Is workers’ comp taxable income?
If you’re hurt at work, workers’ compensation can help cover your medical bills, some of your lost wages, job retraining, and even payments for permanent disability.
Generally speaking, workers’ compensation benefits aren’t taxable. Both the federal government and most states usually don’t tax these benefits.
However, things can get a little tricky when you’re also receiving other benefits, like Social Security Disability Insurance (SSDI) or Supplemental Security Income (SSI). So, let’s take a closer look at when workers’ comp becomes taxable.
How workers’ compensation benefits work
Workers’ compensation is meant to help employees who’ve been hurt on the job. It can cover a range of benefits, including:
- Medical expenses. Workers’ comp can pay for the costs of treating your work-related injury.
- Lost wages. If you can’t work because of your injury, workers’ comp can help make up for the wages you’ve lost.
- Job retraining. Workers’ comp may help you get new skills so you can find a different job if you’re unable to return to your old one.
- Permanent disability. If your injury causes a permanent impairment, workers’ comp may provide compensation.
State-specific regulations
It’s important to know that workers’ compensation laws can differ quite a bit from one state to the next. Be sure to do some research to learn about the specific regulations in your state.
The General Rule: Workers’ Compensation Benefits Are Usually Not Taxable
Here’s some good news: in most cases, the payments you receive through workers’ compensation are exempt from federal income tax.
The majority of states follow the federal lead, which means your workers’ comp benefits probably won’t be taxed at the state level, either.
The reason for this exemption is simple. Workers’ compensation is meant to help injured employees recover, and adding a tax burden would undermine that goal.
Exceptions: How workers’ comp can affect Social Security
There are some cases where receiving workers’ compensation may affect your tax situation, particularly if you also receive Social Security benefits.
Social Security Disability Insurance (SSDI)
If you’re getting both workers’ compensation and Social Security Disability Insurance (SSDI) benefits, your SSDI payment may be reduced. SSDI is taxable, so this can affect your overall tax burden.
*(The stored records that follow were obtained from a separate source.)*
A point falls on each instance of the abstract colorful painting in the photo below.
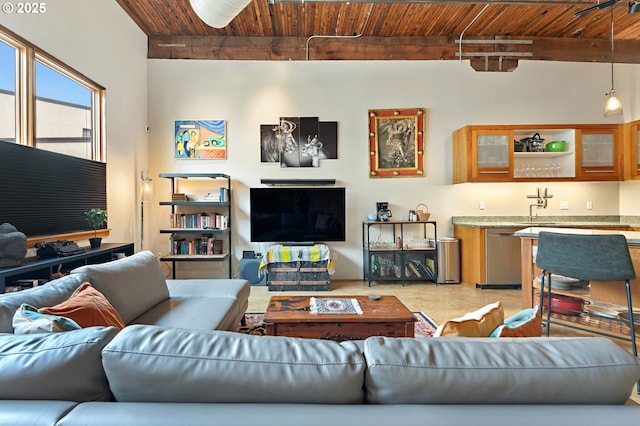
(200, 139)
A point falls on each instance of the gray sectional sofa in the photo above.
(161, 370)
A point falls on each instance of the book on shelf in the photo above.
(204, 245)
(179, 197)
(198, 220)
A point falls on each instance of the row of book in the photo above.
(205, 245)
(199, 220)
(417, 269)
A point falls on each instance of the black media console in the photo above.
(39, 270)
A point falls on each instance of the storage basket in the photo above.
(423, 215)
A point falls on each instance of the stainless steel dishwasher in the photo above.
(502, 259)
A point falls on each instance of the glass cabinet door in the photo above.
(598, 158)
(493, 155)
(597, 150)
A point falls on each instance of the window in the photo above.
(8, 106)
(47, 104)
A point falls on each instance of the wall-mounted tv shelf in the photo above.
(268, 181)
(199, 227)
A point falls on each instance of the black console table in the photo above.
(41, 269)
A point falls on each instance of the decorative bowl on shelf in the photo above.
(555, 146)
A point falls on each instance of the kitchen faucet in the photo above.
(541, 201)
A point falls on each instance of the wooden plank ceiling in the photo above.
(418, 30)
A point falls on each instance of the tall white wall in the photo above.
(98, 39)
(248, 94)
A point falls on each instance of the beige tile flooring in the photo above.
(440, 302)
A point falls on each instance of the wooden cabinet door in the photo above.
(599, 155)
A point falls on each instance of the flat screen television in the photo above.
(44, 193)
(297, 215)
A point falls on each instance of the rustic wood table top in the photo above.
(297, 309)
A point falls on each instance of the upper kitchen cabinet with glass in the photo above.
(518, 153)
(632, 150)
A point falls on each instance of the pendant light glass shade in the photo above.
(613, 106)
(218, 13)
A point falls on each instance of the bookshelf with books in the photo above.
(199, 221)
(399, 251)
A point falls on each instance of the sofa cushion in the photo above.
(148, 363)
(479, 323)
(197, 313)
(56, 366)
(48, 294)
(132, 285)
(87, 307)
(526, 323)
(34, 413)
(579, 370)
(207, 287)
(29, 320)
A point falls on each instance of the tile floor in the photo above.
(440, 302)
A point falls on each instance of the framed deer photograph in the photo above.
(396, 142)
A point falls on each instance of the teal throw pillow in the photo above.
(27, 320)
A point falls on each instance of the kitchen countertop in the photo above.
(633, 237)
(547, 221)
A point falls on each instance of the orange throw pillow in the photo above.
(479, 323)
(87, 307)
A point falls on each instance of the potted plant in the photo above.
(95, 218)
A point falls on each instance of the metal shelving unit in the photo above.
(199, 249)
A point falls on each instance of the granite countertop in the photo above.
(633, 237)
(547, 221)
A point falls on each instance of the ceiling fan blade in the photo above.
(598, 6)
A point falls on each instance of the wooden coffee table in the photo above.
(291, 316)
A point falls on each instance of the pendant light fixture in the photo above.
(614, 105)
(218, 13)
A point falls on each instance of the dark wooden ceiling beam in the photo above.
(381, 48)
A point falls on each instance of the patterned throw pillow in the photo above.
(27, 320)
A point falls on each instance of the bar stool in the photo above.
(588, 257)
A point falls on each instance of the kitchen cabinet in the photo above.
(601, 300)
(488, 153)
(399, 251)
(198, 224)
(632, 150)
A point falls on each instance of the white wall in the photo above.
(98, 39)
(248, 94)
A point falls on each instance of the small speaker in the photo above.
(249, 270)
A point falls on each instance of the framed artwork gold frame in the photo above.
(396, 142)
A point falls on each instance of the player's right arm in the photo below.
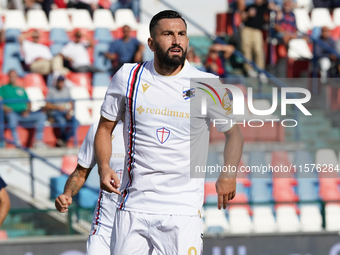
(73, 184)
(109, 180)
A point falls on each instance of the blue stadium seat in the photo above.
(58, 35)
(100, 61)
(12, 59)
(101, 79)
(12, 35)
(103, 35)
(57, 185)
(56, 48)
(87, 198)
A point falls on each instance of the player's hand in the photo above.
(226, 190)
(62, 202)
(109, 181)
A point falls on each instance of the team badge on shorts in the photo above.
(162, 134)
(188, 93)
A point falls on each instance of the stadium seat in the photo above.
(332, 217)
(36, 19)
(36, 97)
(59, 18)
(15, 19)
(35, 80)
(311, 219)
(321, 17)
(59, 35)
(306, 4)
(12, 35)
(100, 61)
(101, 80)
(80, 79)
(81, 19)
(239, 220)
(102, 18)
(336, 16)
(69, 163)
(303, 22)
(12, 59)
(287, 219)
(126, 17)
(298, 48)
(83, 105)
(103, 35)
(215, 221)
(143, 33)
(56, 48)
(263, 219)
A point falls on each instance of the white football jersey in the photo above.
(159, 132)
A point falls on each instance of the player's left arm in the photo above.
(226, 183)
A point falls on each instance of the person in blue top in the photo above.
(5, 203)
(125, 50)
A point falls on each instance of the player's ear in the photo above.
(151, 44)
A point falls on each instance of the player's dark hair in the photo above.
(168, 14)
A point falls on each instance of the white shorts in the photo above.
(102, 223)
(144, 234)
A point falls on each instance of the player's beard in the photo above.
(165, 58)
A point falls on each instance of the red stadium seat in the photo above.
(69, 164)
(35, 80)
(3, 235)
(241, 199)
(81, 79)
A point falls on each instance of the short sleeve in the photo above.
(113, 106)
(221, 109)
(2, 183)
(86, 157)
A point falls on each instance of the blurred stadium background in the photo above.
(269, 215)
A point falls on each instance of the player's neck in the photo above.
(165, 70)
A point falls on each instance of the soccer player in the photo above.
(103, 217)
(159, 204)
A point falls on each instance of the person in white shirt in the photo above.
(103, 216)
(159, 204)
(76, 57)
(37, 56)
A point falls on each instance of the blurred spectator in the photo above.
(90, 5)
(251, 34)
(237, 5)
(5, 203)
(37, 56)
(214, 63)
(61, 109)
(19, 111)
(75, 55)
(125, 50)
(328, 62)
(285, 26)
(323, 3)
(194, 60)
(126, 4)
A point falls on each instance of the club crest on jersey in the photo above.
(145, 87)
(188, 93)
(162, 134)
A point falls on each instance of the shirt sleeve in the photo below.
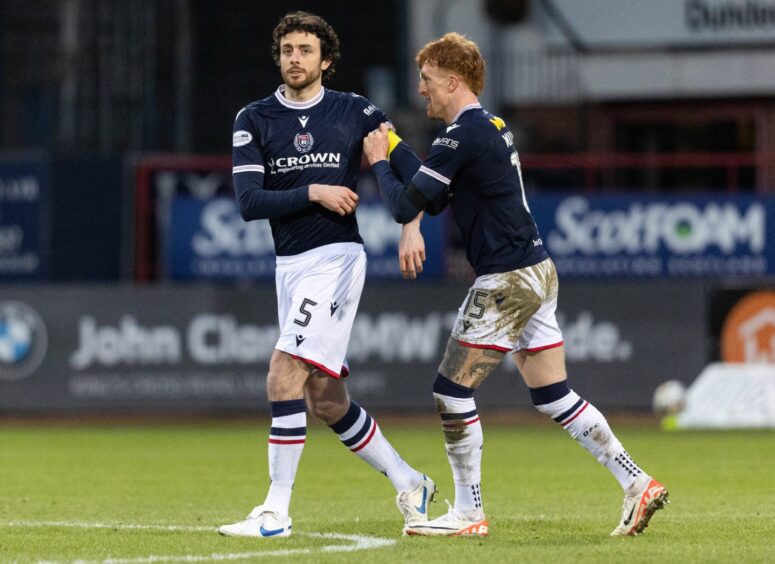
(447, 156)
(254, 201)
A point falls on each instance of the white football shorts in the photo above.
(317, 297)
(511, 311)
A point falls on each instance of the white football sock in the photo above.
(359, 432)
(286, 442)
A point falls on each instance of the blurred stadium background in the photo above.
(129, 283)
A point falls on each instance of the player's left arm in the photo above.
(426, 191)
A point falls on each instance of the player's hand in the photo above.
(375, 144)
(338, 199)
(411, 249)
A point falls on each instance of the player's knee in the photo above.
(444, 388)
(328, 410)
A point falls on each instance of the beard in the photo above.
(300, 82)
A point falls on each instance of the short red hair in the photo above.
(456, 53)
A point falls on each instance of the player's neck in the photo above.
(302, 94)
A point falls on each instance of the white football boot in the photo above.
(259, 524)
(453, 524)
(414, 503)
(638, 509)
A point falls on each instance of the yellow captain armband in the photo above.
(393, 141)
(498, 123)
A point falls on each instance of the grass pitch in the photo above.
(142, 494)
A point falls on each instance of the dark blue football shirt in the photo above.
(280, 147)
(474, 167)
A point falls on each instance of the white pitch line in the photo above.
(359, 542)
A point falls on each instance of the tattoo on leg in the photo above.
(479, 371)
(454, 360)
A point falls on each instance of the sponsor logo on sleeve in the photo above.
(446, 142)
(241, 138)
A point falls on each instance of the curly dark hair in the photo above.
(315, 25)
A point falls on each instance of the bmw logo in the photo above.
(23, 340)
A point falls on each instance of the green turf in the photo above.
(547, 500)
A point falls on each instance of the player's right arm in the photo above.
(255, 202)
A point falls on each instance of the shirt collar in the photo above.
(280, 95)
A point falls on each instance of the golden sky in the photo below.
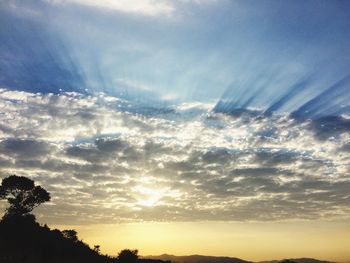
(327, 240)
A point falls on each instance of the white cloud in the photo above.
(143, 7)
(184, 163)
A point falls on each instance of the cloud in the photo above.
(142, 7)
(104, 159)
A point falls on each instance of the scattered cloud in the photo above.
(107, 160)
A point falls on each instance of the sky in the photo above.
(188, 126)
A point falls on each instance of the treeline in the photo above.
(23, 240)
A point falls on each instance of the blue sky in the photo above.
(270, 55)
(178, 110)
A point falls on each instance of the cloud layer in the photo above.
(107, 160)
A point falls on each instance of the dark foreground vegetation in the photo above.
(23, 240)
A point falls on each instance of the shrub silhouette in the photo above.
(70, 234)
(23, 240)
(22, 195)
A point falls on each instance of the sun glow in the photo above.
(146, 196)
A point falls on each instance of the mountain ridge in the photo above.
(196, 258)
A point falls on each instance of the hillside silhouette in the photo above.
(23, 240)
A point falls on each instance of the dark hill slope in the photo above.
(198, 259)
(22, 240)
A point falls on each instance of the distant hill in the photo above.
(198, 259)
(212, 259)
(22, 240)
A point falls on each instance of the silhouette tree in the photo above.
(128, 256)
(70, 234)
(97, 249)
(22, 195)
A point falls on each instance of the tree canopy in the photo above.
(128, 256)
(22, 195)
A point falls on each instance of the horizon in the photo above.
(210, 127)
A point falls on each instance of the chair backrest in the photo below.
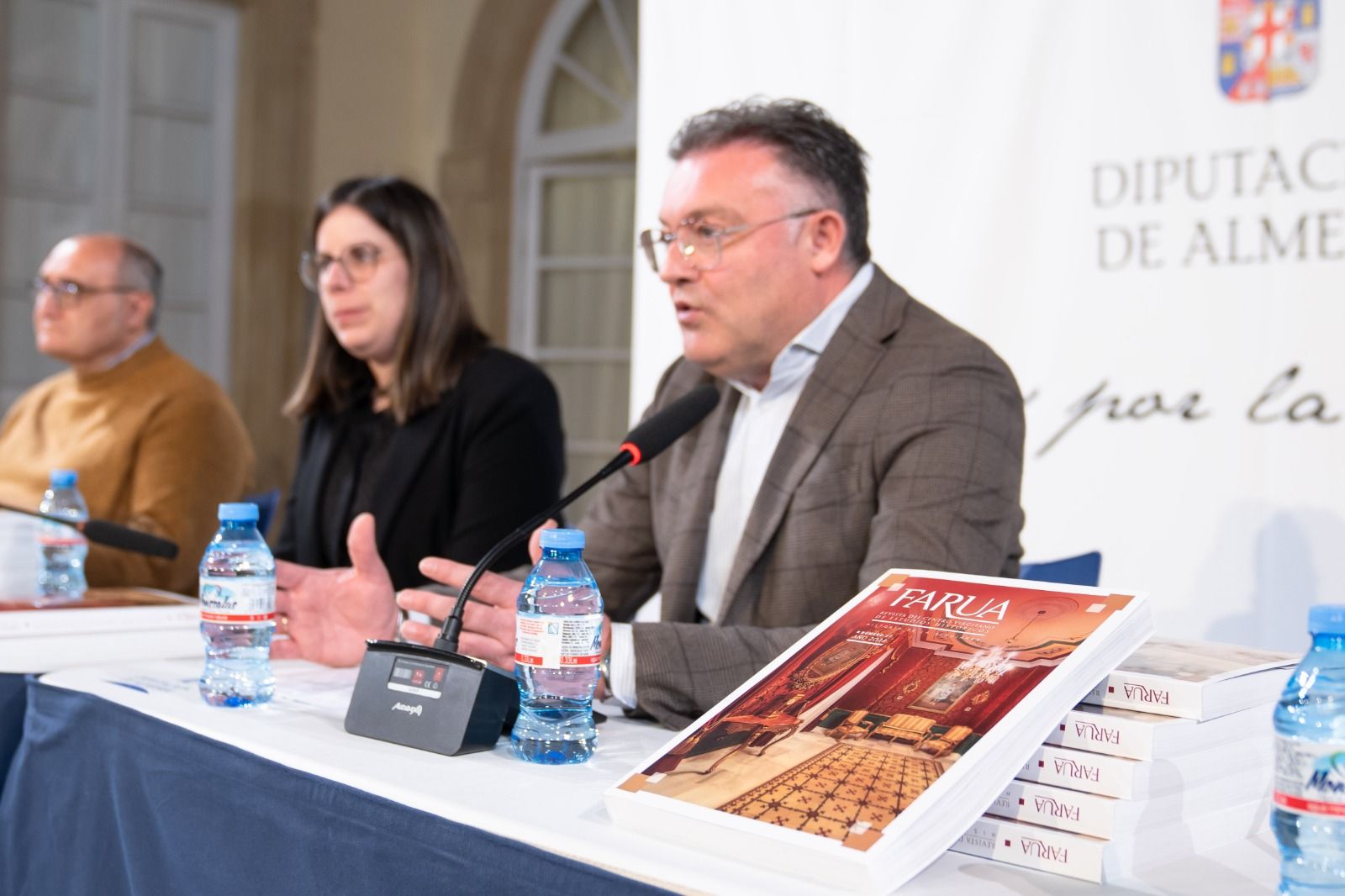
(1084, 569)
(266, 503)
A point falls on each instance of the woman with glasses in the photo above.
(408, 410)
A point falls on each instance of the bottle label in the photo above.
(237, 600)
(53, 535)
(1311, 777)
(558, 642)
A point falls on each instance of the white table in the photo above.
(493, 791)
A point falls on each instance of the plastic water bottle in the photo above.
(237, 611)
(557, 653)
(64, 548)
(1309, 817)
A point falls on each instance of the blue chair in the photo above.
(1083, 569)
(266, 503)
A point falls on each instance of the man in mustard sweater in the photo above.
(155, 441)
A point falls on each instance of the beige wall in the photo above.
(385, 77)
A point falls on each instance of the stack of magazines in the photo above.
(864, 751)
(1168, 756)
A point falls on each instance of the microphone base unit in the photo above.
(430, 698)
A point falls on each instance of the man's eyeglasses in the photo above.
(358, 261)
(699, 244)
(67, 293)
Supplemental Security Income (SSI)
Workers’ compensation payments can also reduce the amount you receive from Supplemental Security Income (SSI). However, SSI benefits are generally not taxable.
Here’s how it might work
Imagine you’re receiving both workers’ compensation and SSDI. Because SSDI is taxable, and your SSDI benefits might be reduced because you’re also receiving workers’ comp, you could end up owing more in taxes than you would have if you were only receiving one type of benefit.
Is Workers’ Comp Tax Deductible?
This is where it gets a little tricky. The rules are different depending on whether you’re an employer or an employee.
- Employers: The IRS generally allows businesses to deduct workers’ compensation insurance premiums and any payments they make as business expenses. This is an important factor to consider when planning your business finances.
- Employees: As an employee, you can’t deduct any workers’ compensation benefits you receive on your tax return. The assumption is you never paid taxes on this money, so you don’t get to deduct it.
In Closing
Sorting out the financial implications of a workplace injury can be confusing, so it’s always a good idea to consult with a tax professional or accountant to get personalized advice.
If you’re dealing with a complicated workers’ compensation claim, you may also want to seek legal counsel from a work injury lawyer.
While workers’ comp benefits are usually not taxable, the way they interact with other benefits means it’s important to get sound professional guidance to protect your interests.